Junior Ranger in the Smokies
Yesterday, my granddaughter, Hannah, became a Junior Ranger in the Great Smoky Mountains National Park.
I had bought the booklet for 7 and 8 year-olds a week before and studied it to see how she could accomplish this in a day. I know it's using inside knowledge because it's difficult to do this properly in a day. The children need to do several activities, pick up a bag of trash and go to a ranger program. When there's no ranger program, another activity can be substituted.
We start at the Mountain Farm Museum just outside Oconaluftee Visitor Center. She's really taken by the pig and the rooster. We hear the rooster and walk around the barn several times until we see it on the upper loft.
After finishing the farm, we stop on a bench so Hannah can make notes and fill in one of the activities. She had come prepared with pencils, a sharpener, eraser and crayons.
We walk part of the Oconaluftee River Trail and look for trees - a leaf hunt including tulip tree, hickory, maple , sassafras and dogwood. We see lots of poison ivy on the ground. Now wouldn't that would be a useful thing to be able to identify?
We drive to Clingmans Dome to find trees at a high elevation. Hannah is supposed to smell the air. "How is it different from your neighborhood and school?" Cold and foggy - that's how.
We climb the tower in the fog but all the views are the same color - gray. We look for fir, spruce, yellow birch, American beech. The walk to the top of the Clingmans Dome tower may not have been the best place to identify these trees since it's hard to get off the pavement but we find all those trees.

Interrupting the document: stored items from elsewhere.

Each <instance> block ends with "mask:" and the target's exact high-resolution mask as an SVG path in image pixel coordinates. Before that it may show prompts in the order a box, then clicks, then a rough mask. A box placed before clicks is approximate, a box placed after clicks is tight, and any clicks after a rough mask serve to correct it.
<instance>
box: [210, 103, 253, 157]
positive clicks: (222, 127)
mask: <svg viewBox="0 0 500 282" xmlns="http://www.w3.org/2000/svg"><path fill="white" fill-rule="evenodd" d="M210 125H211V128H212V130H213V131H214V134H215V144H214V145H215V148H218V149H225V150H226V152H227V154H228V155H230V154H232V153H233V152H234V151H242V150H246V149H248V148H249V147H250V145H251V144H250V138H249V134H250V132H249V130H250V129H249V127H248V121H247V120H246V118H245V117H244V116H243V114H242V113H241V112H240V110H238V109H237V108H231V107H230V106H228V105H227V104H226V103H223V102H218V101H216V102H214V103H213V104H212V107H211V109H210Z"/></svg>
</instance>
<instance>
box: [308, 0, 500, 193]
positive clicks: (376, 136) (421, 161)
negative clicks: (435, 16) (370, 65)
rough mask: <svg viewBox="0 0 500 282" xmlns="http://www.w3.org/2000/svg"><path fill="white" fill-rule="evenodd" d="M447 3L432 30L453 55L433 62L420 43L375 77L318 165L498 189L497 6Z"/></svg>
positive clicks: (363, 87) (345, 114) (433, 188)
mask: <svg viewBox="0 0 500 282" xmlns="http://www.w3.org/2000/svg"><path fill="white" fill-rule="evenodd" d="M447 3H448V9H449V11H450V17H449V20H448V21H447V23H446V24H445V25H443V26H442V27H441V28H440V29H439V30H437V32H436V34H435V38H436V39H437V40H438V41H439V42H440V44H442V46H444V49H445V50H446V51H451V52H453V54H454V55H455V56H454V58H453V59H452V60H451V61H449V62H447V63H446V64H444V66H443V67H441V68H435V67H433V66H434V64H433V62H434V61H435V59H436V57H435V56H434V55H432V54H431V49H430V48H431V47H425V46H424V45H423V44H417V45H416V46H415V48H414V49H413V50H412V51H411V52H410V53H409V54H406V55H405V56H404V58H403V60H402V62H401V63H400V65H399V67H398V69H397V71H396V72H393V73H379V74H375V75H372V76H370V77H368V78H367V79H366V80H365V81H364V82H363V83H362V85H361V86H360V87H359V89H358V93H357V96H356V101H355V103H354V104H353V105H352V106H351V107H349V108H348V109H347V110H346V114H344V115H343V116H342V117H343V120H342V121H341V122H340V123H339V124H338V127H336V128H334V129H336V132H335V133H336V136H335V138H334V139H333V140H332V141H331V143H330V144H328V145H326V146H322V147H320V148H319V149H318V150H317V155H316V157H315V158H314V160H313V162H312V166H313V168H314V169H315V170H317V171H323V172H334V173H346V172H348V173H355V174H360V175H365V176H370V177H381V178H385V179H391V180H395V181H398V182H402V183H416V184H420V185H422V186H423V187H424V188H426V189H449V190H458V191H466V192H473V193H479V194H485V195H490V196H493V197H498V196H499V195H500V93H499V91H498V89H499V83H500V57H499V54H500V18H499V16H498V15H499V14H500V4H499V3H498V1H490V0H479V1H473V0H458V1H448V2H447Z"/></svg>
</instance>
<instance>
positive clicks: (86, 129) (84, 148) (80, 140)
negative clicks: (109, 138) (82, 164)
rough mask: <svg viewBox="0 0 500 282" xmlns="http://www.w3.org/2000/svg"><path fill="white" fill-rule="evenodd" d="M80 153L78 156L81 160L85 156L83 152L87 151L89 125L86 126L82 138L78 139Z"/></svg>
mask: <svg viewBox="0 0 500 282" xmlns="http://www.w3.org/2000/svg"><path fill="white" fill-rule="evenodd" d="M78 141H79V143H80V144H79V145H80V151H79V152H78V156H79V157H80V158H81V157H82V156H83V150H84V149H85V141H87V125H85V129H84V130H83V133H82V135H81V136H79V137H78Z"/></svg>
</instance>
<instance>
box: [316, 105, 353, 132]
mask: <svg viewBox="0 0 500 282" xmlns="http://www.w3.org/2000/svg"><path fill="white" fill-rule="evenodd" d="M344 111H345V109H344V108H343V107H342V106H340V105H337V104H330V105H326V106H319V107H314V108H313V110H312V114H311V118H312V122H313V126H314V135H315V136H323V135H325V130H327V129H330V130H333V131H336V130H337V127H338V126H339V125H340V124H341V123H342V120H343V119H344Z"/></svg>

All this time, we're on the lookout for trash. It's not easy in a day; the park is so clean. We pick up a few stray pieces of cellophane and add our lunch trash.
The first two activities are about the regulations (a tough word for a seven-year old). Adults might be put off with "thou shall not" but children feel comfortable with rules.
"Hey! We have rules around here... leave everything as you found it, don't feed the wildlife, don't carve your name on a historic cabin
At the end of the booklet, Clingmans Dome at 6,643 ft. is compared with other sites. A big stretch for 7 and 8 year olds - Eiffel Tower (985 ft.), Big Ben at 316 ft. The only height she really understands was a two story house (20 ft.)
Our final stop is at Mingus Mill, a working corn mill with a miller. They grind corn though they don't sell the corn they grind because of health regulations. It'd raining cats and dogs but we persevere. We scramble up to a slave cemetery just before Mingus Creek Trail to see several mounted graves with a stone on either end of the graves to signify the length of the body.
Finally the ceremony.
We traipse into Oconaluftee Visitor Center, soaked but protecting the booklet and get the attention of Range Florie Takaki. Florie is in charge of volunteers so we know each other well.
She asks Hannah where she lives and what grade she's going into. Then she announces in a loud voice, meant to get the attention of everyone in the Visitor Center.
"We have a special girl about to be sworn in as a Junior Ranger." Hannah is mortified at the attention but Florie puts her arm around her. She asks Hannah to raise her right hand and read the Junior Ranger promise:
As a Junior Ranger, I promise to help protect the plants and animals of the Great Smoky Mountains National Park and keep the air, water and land clean. I will continue to learn more about the park so I can help protect it for all the years to come.
Florie helps Hannah with a couple of hard words. Then she offers Hannah the choice of a pin or badge - a badge of course, which is unique to the park. Florie fills out and signs the certificate with a flourish.
I take a picture of Hannah in a flat hat - a ranger's hat. Maybe one day, Hannah will earn a real hat and badge.